Memoirs of an expat actress
It was a queer, sultry summer, the summer they electrocuted the Rosenbergs, and I didn’t know what I was doing in New York. I had never imagined New York would be like this, hot and full of political schism. Back home, I had dreamt of a mosaic of Metropolitan avenues and hundreds of fashionable people trickling into the Broadway shows to see me, little Miss Andrea Herzog from the Old World.
Mother, who was always so clever at arranging everything, had secured me a part in Betty Hutton’s All-Star International Show, which was scheduled at the Palace Theatre in the autumn. But New York at this stage looked as grim and agitated as the post-war Europe we’d just left behind. At 22, I was desperately looking for a bit of fun. Apart from my acting career, I only dreamt of after-theatre parties, dancing, drinking and dressing-up, that jolly mixture of art and life I was shaped for. As we found it, New York had put on a rather serious mask, that summer of 1953. It made me wonder whether we shouldn’t have opted for London’s West End instead.

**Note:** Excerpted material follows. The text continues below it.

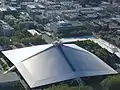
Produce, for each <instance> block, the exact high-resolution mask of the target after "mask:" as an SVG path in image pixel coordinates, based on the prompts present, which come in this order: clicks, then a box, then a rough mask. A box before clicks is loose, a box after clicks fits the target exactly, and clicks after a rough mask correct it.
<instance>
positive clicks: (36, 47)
mask: <svg viewBox="0 0 120 90" xmlns="http://www.w3.org/2000/svg"><path fill="white" fill-rule="evenodd" d="M2 53H3V54H4V55H5V56H6V57H7V58H8V59H9V60H10V61H11V62H12V63H13V64H14V65H15V66H16V68H17V69H18V71H19V72H20V74H21V75H22V76H23V78H24V79H25V81H26V82H27V83H28V85H29V86H30V87H31V88H35V87H39V86H43V85H47V84H52V83H56V82H60V81H64V80H69V79H74V78H78V77H89V76H97V75H107V74H116V73H117V72H116V71H115V70H113V69H112V68H111V67H110V66H108V65H107V64H105V63H104V62H103V61H102V60H100V59H99V58H98V57H97V56H95V55H94V54H92V53H90V52H88V51H86V50H84V49H83V48H81V47H78V46H77V45H75V44H56V45H54V44H46V45H39V46H32V47H27V48H22V49H16V50H9V51H3V52H2Z"/></svg>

Things soon brightened up, though, when I got acquainted with Ben Seaglass, the show’s co-producer. He seemed to be the only hospitable and non-political New Yorker at the time. When we weren’t rehearsing, he took Mother and me to see the sights of New York. Even now, at 79, every time I visit New York, I keep seeing it as I saw it then, a mixture of cold war rage and young lovers’ frenzy. Ben asked Mother for my hand after we had only been out on two dates! We were married when the show stopped on 15 November 1953. And what a wonderful marriage we have had, all 57 years of it! So I’m deeply mourning Ben’s passing away, which took place on 12 January of this year. He’s the reason I’m writing my memoirs, but I’m running ahead of my story, as usual!
“You’re a hot-headed red-head,” Ben used to say, “They don’t sell patience in La Herzog’s size!” Good, old Ben, he endured all my whimsicalities while he was as gentle and easy as a King Charles spaniel himself.
I was still acting when Ben fell ill. We’d just moved to a smaller apartment in New Jersey because Claudia’s kids were too old now to come and stay with grandma and grandpa. We’d found a lovely place in Cape May and we were enjoying a quiet period, the closest we’d ever come to retirement. I wanted to slow down at 75, so only accepted supporting parts and never more than two weeks away from home.
In fact, I abhorred the parts I got, always silly old grannies, like Esther in ‘Sammy’s Friends’ and Phillipa in ‘Winter in Oakland’. No characters anyone will remember me by! So, I was very pleased when Herbert VanZant asked me to play the part of Mary in ‘The Blanket’. It gave me a chance to show I wasn’t gaga yet and could still render a strong character. But when Ben was diagnosed with prostate cancer in July, I immediately stopped working to nurse him. All-in-all his ordeal lasted for almost four years, in-and-out of hospitals, but, thank god, the last months he was home with me. We have even been able to make a last trip to Europe together. My darling knew I couldn’t sit around idly, so he urged me to write these memoirs. He has contributed himself by taping some anecdotes I had forgotten, which makes this book even dearer to me: entwined work and life until the very end.
Ben was the making of me, Andrea Herzog. Without him, I wouldn’t have been half the star I was, acting in 52 films and plays, of which Ben produced 45. Acting is all I’ve ever done, until the day my husband died. Consequently, I didn’t know what to do when he was no longer at my side. I, who strode over hundreds of red carpets, shook the hands of presidents and queens, didn’t know how to keep my head on my shoulders at the day of Ben’s funeral. What is the role of the widow?
“The eyes and the faces all turned themselves towards me, and guiding myself by them, as by a magical thread, I stepped into the room.”